Little Cookier is not a universal answer for every cookie-related task. It fits best when the workflow needs current-site permission on demand, local-first handling, and coordination with Beetle, QA, or internal systems. For one-off personal tasks with no workflow reuse, lighter tools may be more direct.
Who benefits most from Little Cookier?
Typical users include QA teams, internal tooling teams, engineers who need access to the current authenticated browser session, and operations or support roles working with systems like Beetle. These users care less about raw export ability and more about permission clarity, repeatability, and workflow stability.
Those are usually repeat-use scenarios, so consistency and lower error rates matter more than maximum breadth.
When might Little Cookier not be necessary?
If the task is a one-off personal debugging step, involves no coordination with other systems, and does not need a repeatable handoff flow, DevTools or a temporary script may be faster and simpler. Not every cookie task needs a product surface around it.

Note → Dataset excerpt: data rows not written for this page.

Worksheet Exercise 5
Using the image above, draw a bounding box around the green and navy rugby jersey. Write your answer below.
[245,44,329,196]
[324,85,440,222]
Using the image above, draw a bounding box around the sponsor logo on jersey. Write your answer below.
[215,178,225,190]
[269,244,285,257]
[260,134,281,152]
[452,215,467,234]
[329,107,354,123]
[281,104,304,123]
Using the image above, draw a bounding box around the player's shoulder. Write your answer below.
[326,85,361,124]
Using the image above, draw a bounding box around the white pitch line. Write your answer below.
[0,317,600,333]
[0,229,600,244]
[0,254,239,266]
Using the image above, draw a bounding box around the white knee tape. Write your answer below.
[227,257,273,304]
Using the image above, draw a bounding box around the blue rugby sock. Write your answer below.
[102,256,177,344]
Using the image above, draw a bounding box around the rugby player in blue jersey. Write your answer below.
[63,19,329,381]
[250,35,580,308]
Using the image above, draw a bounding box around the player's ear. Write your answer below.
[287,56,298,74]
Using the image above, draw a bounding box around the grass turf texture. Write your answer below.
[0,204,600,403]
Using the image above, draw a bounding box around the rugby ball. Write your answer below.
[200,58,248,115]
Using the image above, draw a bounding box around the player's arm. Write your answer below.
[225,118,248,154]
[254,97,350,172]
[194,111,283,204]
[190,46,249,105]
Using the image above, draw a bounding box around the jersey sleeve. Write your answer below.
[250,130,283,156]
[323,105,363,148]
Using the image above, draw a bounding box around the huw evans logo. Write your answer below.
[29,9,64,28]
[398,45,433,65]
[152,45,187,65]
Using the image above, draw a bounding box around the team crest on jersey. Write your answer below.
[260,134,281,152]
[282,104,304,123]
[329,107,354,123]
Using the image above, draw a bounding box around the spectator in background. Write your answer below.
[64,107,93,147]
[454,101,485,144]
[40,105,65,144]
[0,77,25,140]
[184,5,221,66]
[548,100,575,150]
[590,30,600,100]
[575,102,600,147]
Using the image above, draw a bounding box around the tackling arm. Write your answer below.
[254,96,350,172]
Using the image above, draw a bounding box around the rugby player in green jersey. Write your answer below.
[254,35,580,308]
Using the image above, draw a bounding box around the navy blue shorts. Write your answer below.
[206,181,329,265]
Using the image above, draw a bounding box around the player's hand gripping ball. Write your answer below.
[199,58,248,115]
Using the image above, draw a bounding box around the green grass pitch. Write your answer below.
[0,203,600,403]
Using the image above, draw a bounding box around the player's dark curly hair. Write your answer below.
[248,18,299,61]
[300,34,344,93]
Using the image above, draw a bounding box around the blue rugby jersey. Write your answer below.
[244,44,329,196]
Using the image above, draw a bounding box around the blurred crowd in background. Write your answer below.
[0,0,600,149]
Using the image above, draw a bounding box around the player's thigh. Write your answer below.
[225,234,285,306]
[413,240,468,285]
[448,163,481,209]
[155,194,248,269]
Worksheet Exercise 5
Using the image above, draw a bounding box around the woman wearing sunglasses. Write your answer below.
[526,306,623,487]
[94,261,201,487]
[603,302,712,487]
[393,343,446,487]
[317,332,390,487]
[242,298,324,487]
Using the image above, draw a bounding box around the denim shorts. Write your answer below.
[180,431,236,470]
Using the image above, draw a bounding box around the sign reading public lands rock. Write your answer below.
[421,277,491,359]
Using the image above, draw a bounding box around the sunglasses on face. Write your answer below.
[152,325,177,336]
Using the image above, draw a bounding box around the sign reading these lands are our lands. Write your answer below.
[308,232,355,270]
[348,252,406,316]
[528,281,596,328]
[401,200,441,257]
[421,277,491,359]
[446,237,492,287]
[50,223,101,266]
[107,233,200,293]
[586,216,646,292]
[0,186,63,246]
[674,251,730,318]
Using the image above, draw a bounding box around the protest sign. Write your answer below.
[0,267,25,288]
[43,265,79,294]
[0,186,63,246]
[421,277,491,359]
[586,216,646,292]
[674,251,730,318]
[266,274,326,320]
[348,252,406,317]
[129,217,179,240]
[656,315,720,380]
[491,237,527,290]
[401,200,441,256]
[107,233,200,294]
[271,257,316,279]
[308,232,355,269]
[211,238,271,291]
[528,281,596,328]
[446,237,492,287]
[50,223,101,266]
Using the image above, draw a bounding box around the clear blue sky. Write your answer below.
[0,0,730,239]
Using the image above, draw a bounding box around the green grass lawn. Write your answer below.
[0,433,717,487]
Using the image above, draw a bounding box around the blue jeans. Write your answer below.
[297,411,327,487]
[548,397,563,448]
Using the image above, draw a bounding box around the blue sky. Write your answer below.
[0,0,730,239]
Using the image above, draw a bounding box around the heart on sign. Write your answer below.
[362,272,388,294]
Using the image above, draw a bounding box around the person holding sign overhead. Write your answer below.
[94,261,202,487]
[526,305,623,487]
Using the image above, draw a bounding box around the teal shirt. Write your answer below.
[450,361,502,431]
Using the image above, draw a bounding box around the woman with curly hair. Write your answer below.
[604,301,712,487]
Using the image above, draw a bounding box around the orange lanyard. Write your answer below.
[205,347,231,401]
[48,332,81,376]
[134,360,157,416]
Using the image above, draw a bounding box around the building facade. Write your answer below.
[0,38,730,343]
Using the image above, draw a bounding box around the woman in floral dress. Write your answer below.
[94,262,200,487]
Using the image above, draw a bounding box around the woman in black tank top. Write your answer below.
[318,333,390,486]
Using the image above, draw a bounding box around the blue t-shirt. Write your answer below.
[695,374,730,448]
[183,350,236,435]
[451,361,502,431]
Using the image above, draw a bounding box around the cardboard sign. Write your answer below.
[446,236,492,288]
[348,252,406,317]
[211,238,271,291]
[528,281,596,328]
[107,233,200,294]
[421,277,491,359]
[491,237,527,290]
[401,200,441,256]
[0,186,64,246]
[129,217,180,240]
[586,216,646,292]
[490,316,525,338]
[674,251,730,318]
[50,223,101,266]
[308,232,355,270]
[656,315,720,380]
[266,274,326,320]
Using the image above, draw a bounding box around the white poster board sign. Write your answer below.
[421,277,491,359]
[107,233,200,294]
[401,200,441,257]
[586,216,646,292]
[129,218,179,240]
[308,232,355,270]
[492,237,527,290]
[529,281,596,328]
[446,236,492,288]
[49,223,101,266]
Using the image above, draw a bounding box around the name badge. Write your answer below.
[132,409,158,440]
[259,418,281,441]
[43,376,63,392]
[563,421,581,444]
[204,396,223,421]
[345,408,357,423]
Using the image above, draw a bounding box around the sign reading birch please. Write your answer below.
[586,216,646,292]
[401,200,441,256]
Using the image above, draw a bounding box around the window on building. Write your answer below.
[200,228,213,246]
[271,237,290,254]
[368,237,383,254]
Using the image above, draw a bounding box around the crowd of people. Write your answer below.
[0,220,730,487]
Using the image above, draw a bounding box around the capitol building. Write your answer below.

That is why this is not a tool everyone should install by default. Being explicit about fit helps search users make a faster decision.
FAQ
Is Little Cookier the best fit for everyday personal cookie export?
Not necessarily. It is a better fit for controlled, repeatable workflows and system coordination than for every possible personal export task.
Why make a page about who should or should not use it?
Because many searches are really product-fit questions. Users want to know whether they are the intended audience before anything else.